Propensity score stratification methods for continuous treatments

Affiliations

Propensity score stratification methods for continuous treatments

Derek W Brown et al. Stat Med. .

Abstract

Continuous treatments propensity scoring remains understudied as the majority of methods are focused on the binary treatment setting. Current propensity score methods for continuous treatments typically rely on weighting in order to produce causal estimates. It has been shown that in some continuous treatment settings, weighting methods can result in worse covariate balance than had no adjustments been made to the data. Furthermore, weighting is not always stable, and resultant estimates may be unreliable due to extreme weights. These issues motivate the current development of novel propensity score stratification techniques to be used with continuous treatments. Specifically, the generalized propensity score cumulative distribution function (GPS-CDF) and the nonparametric GPS-CDF approaches are introduced. Empirical CDFs are used to stratify subjects based on pretreatment confounders in order to produce causal estimates. A detailed simulation study shows superiority of these new stratification methods based on the empirical CDF, when compared with standard weighting techniques.

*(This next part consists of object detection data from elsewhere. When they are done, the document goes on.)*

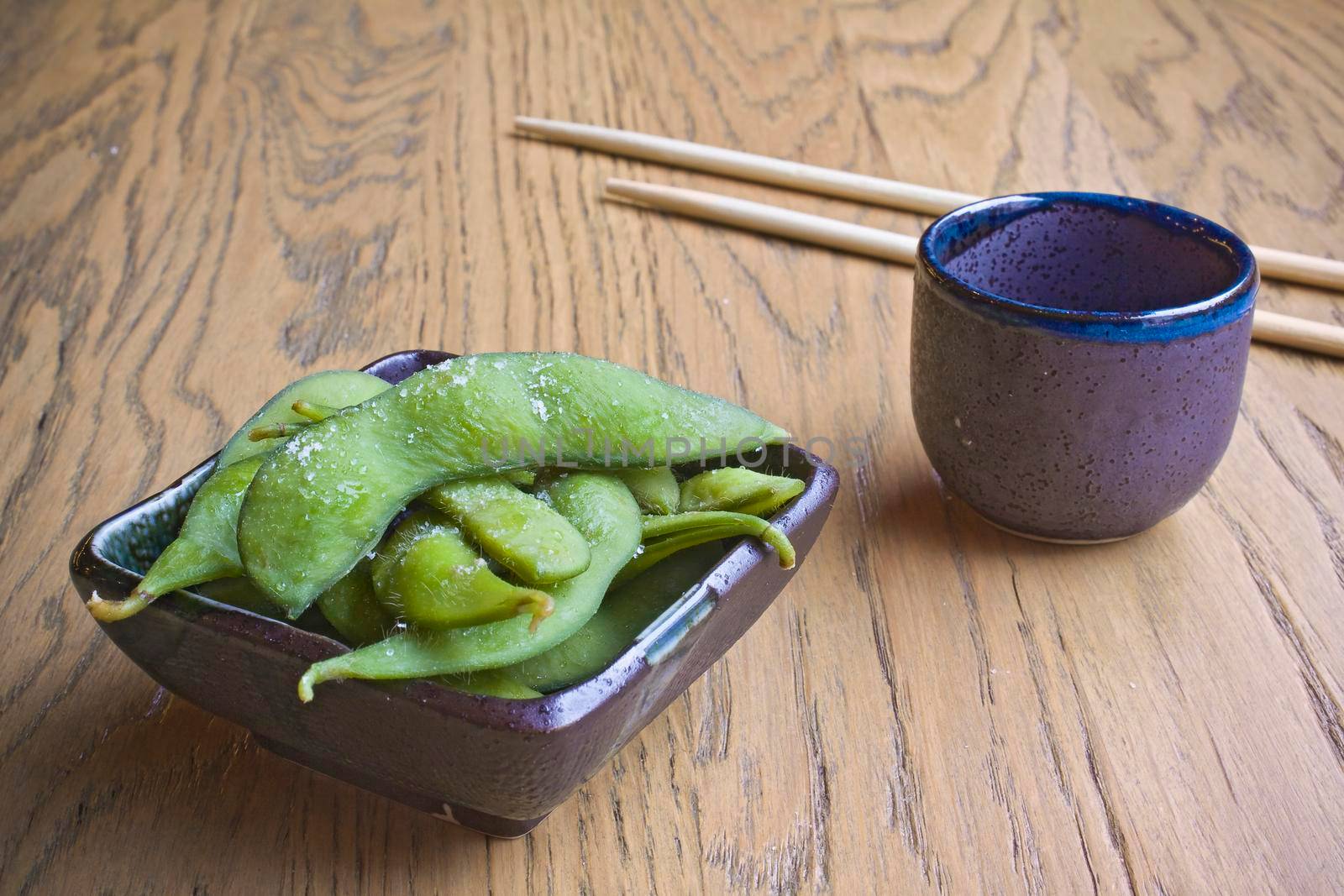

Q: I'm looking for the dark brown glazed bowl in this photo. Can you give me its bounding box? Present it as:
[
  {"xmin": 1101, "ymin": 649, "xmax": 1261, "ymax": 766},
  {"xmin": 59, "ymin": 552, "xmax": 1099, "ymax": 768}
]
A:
[{"xmin": 70, "ymin": 351, "xmax": 838, "ymax": 837}]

The proposed methods are applied to the "Mexican-American Tobacco use in Children" study to determine the causal relationship between continuous exposure to smoking imagery in movies, and smoking behavior among Mexican-American adolescents. These promising results provide investigators with new options for implementing continuous treatment propensity scoring.

Keywords: causal inference; continuous treatment; observational study; propensity score; smoking initiation.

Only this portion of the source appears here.